9 Responses to The Great Jay Berry

  1. John Crenshaw says:

    Jay Berry was the original lead singer with the Prophets Quartet. He and Ed Hill were previously in a group called the Kings Men from St. Louis, Mo. The Kings Men performed on the main stage at the 1958 National Quartet Convention where they were very well received by the audience. To my knowledge, the Kings Men only recorded six songs.

    Jay and Ed moved to Knoxville, Tn. to form the Prophets in the late 1950s. Their first recording was a very rare album titled “The Gospel Songs” on the Coral label.

    Jay recorded three more albums with the Prophets prior to joining the Rebels Quartet in May of 1963. While with the Rebels, he recorded four albums.

    Jay left the Rebels (not sure when, probably early 1965) and rejoined the Prophets for a short time prior to leaving professional gospel music.

    I regret that I never had the opportunity to see Jay perform, but his recordings (especially his recordings with the Prophets) were exceptional.

    Several friends had the opportunity to meet Jay at the 2011 NQC, so he’s still alive and kickin’.

    • Wes Burke says:

      Thanks John! I’m going to have to go through the rest of my dad’s Prophets and Rebels LPs to see how many others I can find with Jay on them. He definitely had a fine lead voice!

  2. Dean Adkins says:

    I had the opportunity to meet Jay Berry at last year’s NQC. He was very cordial and somewhat surprised that people still remembered his stints with the Prophets & Rebels.

  3. Elmer Cole says:

    Jay Berry was the reason I wanted to be a lead singer.I tried(but failed) to copy every “lick” he did.My whole style of singing came from this man.Thanks Jay.
    Jay and Jake,you’ve said it all

    • Wes Burke says:

      Thank you for your comments Mr.

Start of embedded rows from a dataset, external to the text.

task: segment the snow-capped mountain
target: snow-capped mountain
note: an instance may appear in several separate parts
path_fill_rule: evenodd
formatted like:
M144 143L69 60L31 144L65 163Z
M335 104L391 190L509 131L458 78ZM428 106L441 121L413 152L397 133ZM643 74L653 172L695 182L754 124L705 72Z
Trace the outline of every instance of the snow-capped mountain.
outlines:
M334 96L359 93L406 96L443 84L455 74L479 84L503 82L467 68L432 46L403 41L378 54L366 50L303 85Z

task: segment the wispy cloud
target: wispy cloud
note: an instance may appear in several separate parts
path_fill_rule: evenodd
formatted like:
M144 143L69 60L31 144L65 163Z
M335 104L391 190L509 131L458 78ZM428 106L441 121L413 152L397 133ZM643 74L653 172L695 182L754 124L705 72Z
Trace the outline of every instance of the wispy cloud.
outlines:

Cole! You are quite the lead singer yourself, I’ve got several albums with Willie Wynn and the Tennesseans with you on them, and I enjoy listening to them. Did you once sing with a group called The Hymnals, or something similar?

  4. Joe Mannon says:

    I got to hear Jay Berry sing several times while he was with the Prophets Quartet, and many more times after he moved to the Rebels Quartet. I loved both groups, and Jay arguably moved the Rebels up a couple of notches when he joined them. I don’t think he took a back seat to anyone, and as Mr Cole said, “Jay and Jake, you’ve said it all.”

    I have most of the Prophets and Rebels albums that Jay recorded with them, buying the ones during the time I saw them, plus CD’s of a couple earlier recordings that some gracious friends made for me.

    Thanks, Wes! You said it all when you titled this, “The Great Jay Berry”!

  5. Joe Mannon says:

    Wes…just wondering if you got the chance to hear more of Jay Berry, since your blog in late 2011? He remains my favorite lead singer, and I never get tired of listening to him on the Prophets and Rebels albums I have.

    • Wes Burke says:

      I have at least one additional Rebels album with him on it. Such a great stylist! It’s sad to me that so many great talents in SG history are all but forgotten.